"The transaction provides the group with a substantially de-levered balance sheet, new capital and a strong platform for its staff, operations and publications," JPIMedia, a company formed by the bondholders, said on Saturday.

Johnston Press, which also publishes the "i" national newspaper, said in July it was exploring debt restructuring, before putting itself up for sale last month and then announcing on Friday that it would be bought by some its creditors.

"The sale of the business to JPIMedia is an important one for the Johnston Press businesses as it ensures that operations can continue as normal, with employees' rights maintained, suppliers paid, and newspapers printed," said chief executive David King, who remains at the helm of the newspaper group.

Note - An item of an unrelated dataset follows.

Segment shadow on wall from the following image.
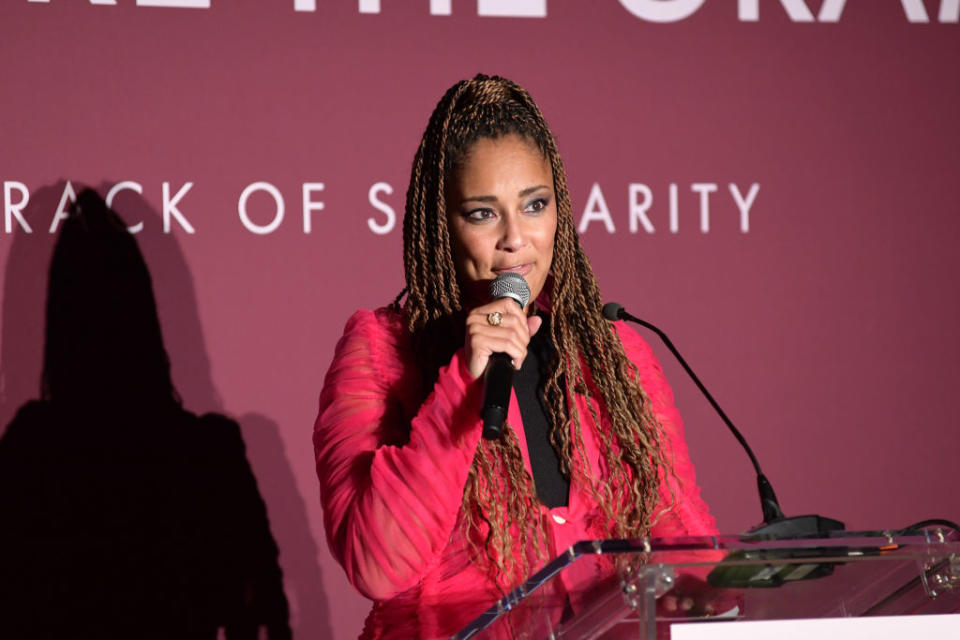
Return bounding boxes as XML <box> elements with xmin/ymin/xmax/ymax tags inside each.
<box><xmin>240</xmin><ymin>413</ymin><xmax>333</xmax><ymax>640</ymax></box>
<box><xmin>0</xmin><ymin>188</ymin><xmax>322</xmax><ymax>638</ymax></box>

JPIMedia said bondholders were writing off more than 60 percent of senior secured debt, reducing this to 85 million pounds ($109 million) from 220 million pounds, and would delay full repayment until December 2023.

The bondholders would also provide an extra 35 million pounds in funding to the business, which has struggled in a tough environment for traditional publishers.

Around 250 current employees are at risk of losing some of their pensions, King said in a letter to staff that was later published online by the group's editor-in-chief, Jeremy Clifford.

Johnston Press said on Friday that its defined benefit pension scheme would not transfer to the new entity.

The Pension Protection Fund (PPF), an industry-funded lifeboat for ailing schemes, would be notified and the PPF, with the assistance of the scheme's trustees, would then assess whether the scheme needs to enter the PPF.